Karya-karya Sung-Hee Cho di sisi lain, adalah perwujudan semangat yang bersemangat. Seperti banyak seniman yang dipengaruhi Dansaekhwa seperti Kim Minjung, kertas murbei Korea atau hanji adalah komponen kunci dari lukisan Cho. Dikenal karena kolase yang terbuat dari lingkaran sobek tangan yang dilapisi dengan pigmen minyak yang hidup, Cho selalu berusaha untuk melestarikan dan menyoroti kualitas material dari hanji dalam latihannya. Efek tiga dimensi membuat karya-karyanya menggugah kelopak mekar dan bunga-bunga yang baru saja jatuh yang bersifat sementara, materi yang indah nyaris tidak ada di sana kecuali untuk sesaat.

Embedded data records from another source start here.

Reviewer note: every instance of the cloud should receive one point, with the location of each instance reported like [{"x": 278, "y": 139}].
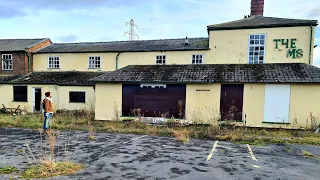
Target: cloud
[
  {"x": 7, "y": 12},
  {"x": 67, "y": 38},
  {"x": 314, "y": 13}
]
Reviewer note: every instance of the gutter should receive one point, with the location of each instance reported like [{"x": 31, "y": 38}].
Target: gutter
[
  {"x": 117, "y": 58},
  {"x": 310, "y": 54}
]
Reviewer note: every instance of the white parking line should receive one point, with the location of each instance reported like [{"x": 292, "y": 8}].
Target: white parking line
[
  {"x": 212, "y": 150},
  {"x": 251, "y": 153}
]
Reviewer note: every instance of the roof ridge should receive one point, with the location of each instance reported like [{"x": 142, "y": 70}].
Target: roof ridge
[
  {"x": 24, "y": 38},
  {"x": 133, "y": 41}
]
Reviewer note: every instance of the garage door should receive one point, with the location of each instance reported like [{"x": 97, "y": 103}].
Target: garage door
[{"x": 153, "y": 100}]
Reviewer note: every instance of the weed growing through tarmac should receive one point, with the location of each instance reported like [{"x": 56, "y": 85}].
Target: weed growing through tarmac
[
  {"x": 8, "y": 170},
  {"x": 181, "y": 135},
  {"x": 45, "y": 164}
]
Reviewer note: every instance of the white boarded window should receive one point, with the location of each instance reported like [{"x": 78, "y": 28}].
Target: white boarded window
[
  {"x": 197, "y": 59},
  {"x": 277, "y": 103},
  {"x": 54, "y": 63},
  {"x": 161, "y": 59},
  {"x": 94, "y": 62},
  {"x": 257, "y": 48},
  {"x": 7, "y": 62}
]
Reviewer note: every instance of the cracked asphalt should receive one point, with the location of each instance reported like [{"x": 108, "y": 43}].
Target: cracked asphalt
[{"x": 127, "y": 156}]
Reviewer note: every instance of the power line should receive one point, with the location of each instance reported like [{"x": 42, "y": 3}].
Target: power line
[{"x": 132, "y": 33}]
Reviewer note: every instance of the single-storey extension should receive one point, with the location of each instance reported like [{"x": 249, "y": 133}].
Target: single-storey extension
[{"x": 263, "y": 94}]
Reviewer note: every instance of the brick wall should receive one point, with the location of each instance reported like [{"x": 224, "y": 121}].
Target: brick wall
[{"x": 20, "y": 59}]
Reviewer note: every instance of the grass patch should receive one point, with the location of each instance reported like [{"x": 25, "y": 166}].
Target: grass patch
[
  {"x": 307, "y": 153},
  {"x": 44, "y": 170},
  {"x": 253, "y": 136},
  {"x": 8, "y": 170}
]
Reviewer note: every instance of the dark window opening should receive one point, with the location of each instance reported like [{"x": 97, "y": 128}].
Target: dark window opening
[
  {"x": 20, "y": 93},
  {"x": 77, "y": 97}
]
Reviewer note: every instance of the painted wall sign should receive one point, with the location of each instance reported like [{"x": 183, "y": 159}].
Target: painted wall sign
[{"x": 290, "y": 44}]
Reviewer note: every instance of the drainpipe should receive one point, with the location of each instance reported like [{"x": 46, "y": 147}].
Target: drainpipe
[
  {"x": 117, "y": 57},
  {"x": 29, "y": 63},
  {"x": 311, "y": 32}
]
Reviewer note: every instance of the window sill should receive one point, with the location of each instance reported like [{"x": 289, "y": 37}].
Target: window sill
[{"x": 275, "y": 123}]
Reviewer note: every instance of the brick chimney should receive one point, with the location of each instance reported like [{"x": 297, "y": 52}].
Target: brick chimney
[{"x": 257, "y": 7}]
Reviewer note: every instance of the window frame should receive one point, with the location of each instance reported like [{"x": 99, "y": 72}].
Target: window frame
[
  {"x": 265, "y": 46},
  {"x": 53, "y": 61},
  {"x": 162, "y": 60},
  {"x": 15, "y": 100},
  {"x": 100, "y": 59},
  {"x": 82, "y": 102},
  {"x": 197, "y": 55},
  {"x": 2, "y": 58}
]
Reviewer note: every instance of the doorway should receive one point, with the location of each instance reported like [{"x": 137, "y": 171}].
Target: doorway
[
  {"x": 37, "y": 99},
  {"x": 231, "y": 102}
]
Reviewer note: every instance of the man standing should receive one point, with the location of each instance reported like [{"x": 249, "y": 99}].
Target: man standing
[{"x": 48, "y": 110}]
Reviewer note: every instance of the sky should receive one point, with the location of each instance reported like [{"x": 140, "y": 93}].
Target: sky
[{"x": 105, "y": 20}]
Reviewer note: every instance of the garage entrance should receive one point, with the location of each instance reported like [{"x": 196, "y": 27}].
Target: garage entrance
[
  {"x": 231, "y": 101},
  {"x": 154, "y": 100}
]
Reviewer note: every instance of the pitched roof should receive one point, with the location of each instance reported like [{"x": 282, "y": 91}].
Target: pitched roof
[
  {"x": 18, "y": 44},
  {"x": 262, "y": 22},
  {"x": 63, "y": 78},
  {"x": 6, "y": 79},
  {"x": 129, "y": 46},
  {"x": 210, "y": 73}
]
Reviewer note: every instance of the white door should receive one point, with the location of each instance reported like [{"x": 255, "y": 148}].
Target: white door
[{"x": 277, "y": 103}]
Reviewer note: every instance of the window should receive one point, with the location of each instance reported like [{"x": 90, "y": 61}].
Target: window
[
  {"x": 197, "y": 59},
  {"x": 6, "y": 61},
  {"x": 161, "y": 60},
  {"x": 54, "y": 62},
  {"x": 77, "y": 97},
  {"x": 152, "y": 86},
  {"x": 20, "y": 93},
  {"x": 94, "y": 62},
  {"x": 257, "y": 51}
]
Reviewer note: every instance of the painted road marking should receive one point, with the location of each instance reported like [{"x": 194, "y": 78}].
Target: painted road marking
[
  {"x": 251, "y": 153},
  {"x": 212, "y": 150}
]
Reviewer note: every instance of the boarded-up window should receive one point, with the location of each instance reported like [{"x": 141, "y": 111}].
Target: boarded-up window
[
  {"x": 20, "y": 93},
  {"x": 77, "y": 97}
]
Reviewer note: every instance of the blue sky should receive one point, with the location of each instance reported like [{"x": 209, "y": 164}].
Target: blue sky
[{"x": 105, "y": 20}]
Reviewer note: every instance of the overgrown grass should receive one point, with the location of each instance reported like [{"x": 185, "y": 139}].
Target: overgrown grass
[
  {"x": 254, "y": 136},
  {"x": 8, "y": 170},
  {"x": 45, "y": 170},
  {"x": 307, "y": 153}
]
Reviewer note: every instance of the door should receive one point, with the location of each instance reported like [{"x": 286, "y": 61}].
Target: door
[
  {"x": 36, "y": 99},
  {"x": 154, "y": 101},
  {"x": 231, "y": 101},
  {"x": 277, "y": 103}
]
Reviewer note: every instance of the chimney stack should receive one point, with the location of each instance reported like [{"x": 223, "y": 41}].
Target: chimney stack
[{"x": 257, "y": 7}]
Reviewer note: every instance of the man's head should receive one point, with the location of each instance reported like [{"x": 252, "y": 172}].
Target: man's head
[{"x": 47, "y": 94}]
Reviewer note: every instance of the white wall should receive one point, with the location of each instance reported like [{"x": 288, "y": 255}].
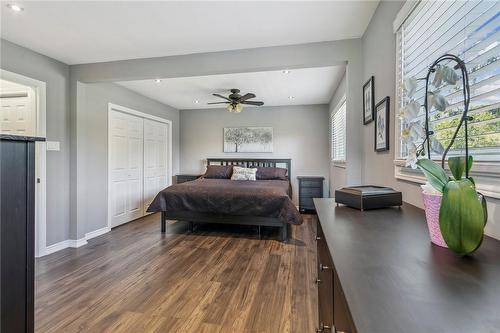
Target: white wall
[
  {"x": 300, "y": 133},
  {"x": 379, "y": 60},
  {"x": 55, "y": 74}
]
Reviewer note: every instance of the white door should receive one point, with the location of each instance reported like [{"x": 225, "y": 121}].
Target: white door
[
  {"x": 155, "y": 159},
  {"x": 126, "y": 167},
  {"x": 17, "y": 114}
]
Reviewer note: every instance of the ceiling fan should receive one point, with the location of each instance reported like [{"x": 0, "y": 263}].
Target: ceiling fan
[{"x": 235, "y": 100}]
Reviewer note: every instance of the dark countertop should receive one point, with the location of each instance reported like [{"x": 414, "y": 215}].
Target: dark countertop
[
  {"x": 12, "y": 137},
  {"x": 396, "y": 281}
]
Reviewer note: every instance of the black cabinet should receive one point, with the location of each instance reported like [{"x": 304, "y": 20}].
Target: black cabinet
[
  {"x": 309, "y": 187},
  {"x": 186, "y": 178},
  {"x": 325, "y": 284},
  {"x": 17, "y": 230},
  {"x": 333, "y": 312}
]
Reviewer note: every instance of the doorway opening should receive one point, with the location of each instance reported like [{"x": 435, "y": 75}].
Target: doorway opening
[{"x": 22, "y": 112}]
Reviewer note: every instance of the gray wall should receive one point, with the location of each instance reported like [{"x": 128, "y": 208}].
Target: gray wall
[
  {"x": 300, "y": 133},
  {"x": 22, "y": 61},
  {"x": 345, "y": 52},
  {"x": 379, "y": 59},
  {"x": 93, "y": 151}
]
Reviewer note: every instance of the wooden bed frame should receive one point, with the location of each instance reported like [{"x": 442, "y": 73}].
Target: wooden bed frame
[{"x": 259, "y": 221}]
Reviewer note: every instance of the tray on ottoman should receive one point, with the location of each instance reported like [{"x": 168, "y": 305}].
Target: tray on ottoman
[{"x": 368, "y": 197}]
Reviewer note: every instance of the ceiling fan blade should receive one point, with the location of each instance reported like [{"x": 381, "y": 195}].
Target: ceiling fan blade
[
  {"x": 253, "y": 103},
  {"x": 219, "y": 95},
  {"x": 247, "y": 96}
]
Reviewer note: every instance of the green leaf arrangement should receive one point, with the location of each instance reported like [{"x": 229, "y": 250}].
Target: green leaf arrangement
[{"x": 463, "y": 213}]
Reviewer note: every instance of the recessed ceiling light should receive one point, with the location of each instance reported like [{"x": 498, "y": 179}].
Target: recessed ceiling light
[{"x": 15, "y": 7}]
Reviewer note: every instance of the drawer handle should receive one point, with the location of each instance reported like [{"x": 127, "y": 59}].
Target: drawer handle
[
  {"x": 322, "y": 328},
  {"x": 323, "y": 267}
]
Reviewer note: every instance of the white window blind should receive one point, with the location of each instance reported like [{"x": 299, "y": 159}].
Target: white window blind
[
  {"x": 470, "y": 30},
  {"x": 338, "y": 133}
]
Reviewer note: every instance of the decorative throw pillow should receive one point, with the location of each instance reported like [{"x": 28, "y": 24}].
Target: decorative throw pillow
[
  {"x": 218, "y": 171},
  {"x": 271, "y": 173},
  {"x": 240, "y": 173}
]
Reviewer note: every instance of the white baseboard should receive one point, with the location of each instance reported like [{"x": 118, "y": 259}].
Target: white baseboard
[
  {"x": 96, "y": 233},
  {"x": 75, "y": 243},
  {"x": 55, "y": 247}
]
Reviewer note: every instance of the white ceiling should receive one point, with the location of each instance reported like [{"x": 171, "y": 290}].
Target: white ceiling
[
  {"x": 307, "y": 86},
  {"x": 83, "y": 32}
]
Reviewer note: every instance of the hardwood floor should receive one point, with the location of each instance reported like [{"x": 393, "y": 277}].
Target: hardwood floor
[{"x": 135, "y": 279}]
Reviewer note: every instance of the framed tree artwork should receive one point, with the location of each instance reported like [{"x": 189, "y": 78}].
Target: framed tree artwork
[
  {"x": 382, "y": 125},
  {"x": 368, "y": 100},
  {"x": 248, "y": 139}
]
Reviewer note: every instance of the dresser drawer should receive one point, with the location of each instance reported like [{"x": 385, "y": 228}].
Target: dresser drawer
[{"x": 312, "y": 192}]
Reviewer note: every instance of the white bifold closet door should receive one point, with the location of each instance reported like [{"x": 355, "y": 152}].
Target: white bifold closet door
[
  {"x": 155, "y": 159},
  {"x": 17, "y": 114},
  {"x": 126, "y": 167}
]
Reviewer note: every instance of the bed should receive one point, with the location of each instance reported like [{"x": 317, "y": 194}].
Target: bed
[{"x": 258, "y": 203}]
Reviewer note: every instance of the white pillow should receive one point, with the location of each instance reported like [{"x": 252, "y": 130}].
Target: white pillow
[{"x": 240, "y": 173}]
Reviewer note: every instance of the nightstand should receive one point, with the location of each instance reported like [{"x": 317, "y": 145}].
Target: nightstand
[
  {"x": 186, "y": 178},
  {"x": 309, "y": 187}
]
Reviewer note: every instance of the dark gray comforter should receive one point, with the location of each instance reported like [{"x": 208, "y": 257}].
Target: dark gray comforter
[{"x": 266, "y": 198}]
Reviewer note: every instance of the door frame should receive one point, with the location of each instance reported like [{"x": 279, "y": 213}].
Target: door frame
[
  {"x": 40, "y": 89},
  {"x": 119, "y": 108}
]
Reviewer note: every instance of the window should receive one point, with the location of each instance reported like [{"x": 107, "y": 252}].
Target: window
[
  {"x": 471, "y": 30},
  {"x": 338, "y": 131}
]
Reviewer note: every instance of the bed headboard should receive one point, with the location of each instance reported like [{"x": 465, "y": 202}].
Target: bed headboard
[{"x": 254, "y": 162}]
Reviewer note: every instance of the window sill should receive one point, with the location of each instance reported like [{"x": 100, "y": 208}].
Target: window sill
[
  {"x": 339, "y": 164},
  {"x": 486, "y": 176}
]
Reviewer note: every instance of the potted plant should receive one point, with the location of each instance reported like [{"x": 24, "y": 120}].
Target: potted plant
[{"x": 456, "y": 213}]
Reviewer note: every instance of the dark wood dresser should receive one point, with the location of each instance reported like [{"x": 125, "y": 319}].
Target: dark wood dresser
[
  {"x": 17, "y": 230},
  {"x": 309, "y": 187},
  {"x": 185, "y": 178},
  {"x": 379, "y": 273}
]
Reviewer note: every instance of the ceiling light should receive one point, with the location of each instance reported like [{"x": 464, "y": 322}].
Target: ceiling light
[{"x": 15, "y": 7}]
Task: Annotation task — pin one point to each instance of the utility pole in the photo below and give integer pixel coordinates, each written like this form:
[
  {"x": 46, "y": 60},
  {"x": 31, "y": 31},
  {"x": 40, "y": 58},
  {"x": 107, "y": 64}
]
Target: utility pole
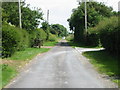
[
  {"x": 85, "y": 14},
  {"x": 48, "y": 16},
  {"x": 85, "y": 17},
  {"x": 20, "y": 23}
]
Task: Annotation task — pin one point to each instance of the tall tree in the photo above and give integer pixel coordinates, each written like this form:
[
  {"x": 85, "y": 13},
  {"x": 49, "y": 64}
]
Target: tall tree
[
  {"x": 95, "y": 12},
  {"x": 30, "y": 18}
]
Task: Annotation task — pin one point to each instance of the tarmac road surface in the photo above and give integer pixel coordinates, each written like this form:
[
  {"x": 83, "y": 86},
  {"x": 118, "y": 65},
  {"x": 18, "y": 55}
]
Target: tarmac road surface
[{"x": 61, "y": 67}]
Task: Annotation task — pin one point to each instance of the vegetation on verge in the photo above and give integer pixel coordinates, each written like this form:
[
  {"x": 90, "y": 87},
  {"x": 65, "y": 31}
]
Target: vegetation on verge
[
  {"x": 20, "y": 58},
  {"x": 105, "y": 63}
]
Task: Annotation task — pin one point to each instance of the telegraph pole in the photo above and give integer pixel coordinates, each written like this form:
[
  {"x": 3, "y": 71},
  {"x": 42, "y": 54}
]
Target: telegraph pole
[
  {"x": 85, "y": 17},
  {"x": 20, "y": 23},
  {"x": 48, "y": 16}
]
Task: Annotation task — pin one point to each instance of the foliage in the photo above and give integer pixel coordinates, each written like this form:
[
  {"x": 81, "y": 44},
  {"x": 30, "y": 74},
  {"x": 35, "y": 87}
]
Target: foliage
[
  {"x": 13, "y": 39},
  {"x": 8, "y": 72},
  {"x": 109, "y": 33},
  {"x": 49, "y": 43},
  {"x": 59, "y": 30},
  {"x": 45, "y": 27},
  {"x": 30, "y": 18},
  {"x": 37, "y": 34},
  {"x": 95, "y": 12},
  {"x": 70, "y": 37},
  {"x": 105, "y": 63},
  {"x": 27, "y": 54},
  {"x": 92, "y": 39},
  {"x": 52, "y": 37}
]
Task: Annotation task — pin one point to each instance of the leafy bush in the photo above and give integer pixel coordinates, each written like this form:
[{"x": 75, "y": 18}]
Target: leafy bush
[
  {"x": 13, "y": 39},
  {"x": 37, "y": 34},
  {"x": 52, "y": 37},
  {"x": 70, "y": 37},
  {"x": 92, "y": 39},
  {"x": 109, "y": 33}
]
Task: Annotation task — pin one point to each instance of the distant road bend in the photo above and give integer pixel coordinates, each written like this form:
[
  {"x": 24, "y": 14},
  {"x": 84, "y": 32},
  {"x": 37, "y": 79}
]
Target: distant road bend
[{"x": 61, "y": 67}]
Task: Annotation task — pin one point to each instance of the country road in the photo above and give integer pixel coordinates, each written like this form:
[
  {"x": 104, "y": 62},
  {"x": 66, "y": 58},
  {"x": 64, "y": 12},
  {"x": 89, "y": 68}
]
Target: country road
[{"x": 61, "y": 67}]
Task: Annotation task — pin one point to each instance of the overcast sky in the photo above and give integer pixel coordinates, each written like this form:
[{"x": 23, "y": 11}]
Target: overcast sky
[{"x": 60, "y": 10}]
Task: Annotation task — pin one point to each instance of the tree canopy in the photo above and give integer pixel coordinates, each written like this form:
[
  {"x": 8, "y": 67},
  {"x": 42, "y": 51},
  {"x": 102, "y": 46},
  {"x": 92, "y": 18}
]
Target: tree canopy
[
  {"x": 95, "y": 12},
  {"x": 30, "y": 18}
]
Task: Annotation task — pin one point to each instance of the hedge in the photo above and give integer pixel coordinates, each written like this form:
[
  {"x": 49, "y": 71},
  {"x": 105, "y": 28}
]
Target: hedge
[
  {"x": 38, "y": 34},
  {"x": 109, "y": 32},
  {"x": 13, "y": 39},
  {"x": 52, "y": 37}
]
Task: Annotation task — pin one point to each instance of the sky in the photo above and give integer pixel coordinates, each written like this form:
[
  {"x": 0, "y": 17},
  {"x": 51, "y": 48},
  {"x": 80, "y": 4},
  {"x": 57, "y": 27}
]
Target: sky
[{"x": 61, "y": 10}]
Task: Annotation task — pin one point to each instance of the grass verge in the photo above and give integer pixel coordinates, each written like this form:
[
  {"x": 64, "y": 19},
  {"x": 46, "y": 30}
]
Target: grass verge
[
  {"x": 48, "y": 43},
  {"x": 20, "y": 58},
  {"x": 73, "y": 44},
  {"x": 28, "y": 54},
  {"x": 105, "y": 63}
]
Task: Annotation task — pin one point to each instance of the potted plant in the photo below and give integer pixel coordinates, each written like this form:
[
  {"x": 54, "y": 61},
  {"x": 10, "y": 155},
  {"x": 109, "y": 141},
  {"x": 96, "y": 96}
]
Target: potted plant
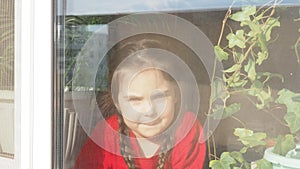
[{"x": 243, "y": 51}]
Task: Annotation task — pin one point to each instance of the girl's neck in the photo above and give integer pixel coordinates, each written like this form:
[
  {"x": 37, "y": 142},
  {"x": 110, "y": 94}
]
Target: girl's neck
[{"x": 148, "y": 147}]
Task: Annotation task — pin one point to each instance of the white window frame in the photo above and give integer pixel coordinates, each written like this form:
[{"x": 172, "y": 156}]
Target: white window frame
[{"x": 33, "y": 86}]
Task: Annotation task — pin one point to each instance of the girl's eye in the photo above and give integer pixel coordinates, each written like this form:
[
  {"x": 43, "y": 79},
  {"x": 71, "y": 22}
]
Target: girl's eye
[{"x": 134, "y": 99}]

Sung-Hee Cho, Star The Star in the Cosmos ’, 2012, 227 x 182 cm, media campuran

Dibandingkan dengan sifat cerebral yang lebih dingin dari karya Cheon, latihan Cho didasarkan pada sensasi hangat dari budaya material Korea. Bahan dan warna pilihannya sangat dipengaruhi oleh hanbok, Pakaian tradisional Korea, yang memiliki intensitas warna, namun tetap memiliki kepekaan yang lembut dan alami. Ada juga sedikit dan sedikit kegembiraan dalam karya-karya Cho yang tidak sering dirasakan dalam lukisan minimalis Korea yang mungkin dikaitkan dengan sumber inspirasi masa kecilnya: “Saya memiliki ingatan yang kuat tentang hanbok dari masa kecilku. Ketika saya masih muda, ibu saya selalu mengenakan hanbok dan saya mengikutinya ke hanbok berbelanja berkali-kali.Tidak seperti kebanyakan orang, ibu saya menyukai kombinasi warna yang unik dan secara alami, selera warna saya menjadi miliknya. ”

Baik Gutai dan Dansaekhwa adalah gerakan mencari estetika nasional yang berusaha untuk menghidupkan kembali masyarakat dan mengkatalisasi perubahan melalui seni. Karya-karya Shiraga, Cheon dan Cho mengungkapkan penjajaran halus dan sinkronisitas dalam warna, materi dan filosofi yang kaya akan tradisi seni dan budaya modern di Jepang dan Korea.

Informasi lebih lanjut di operagallery.com/singapore.

ART REPUBLIK adalah mitra media resmi Art Stage Singapore. Ayo kunjungi stan kami di pameran!

Artikel ini ditulis oleh Rachel Ng untuk Art Republik Issue 17.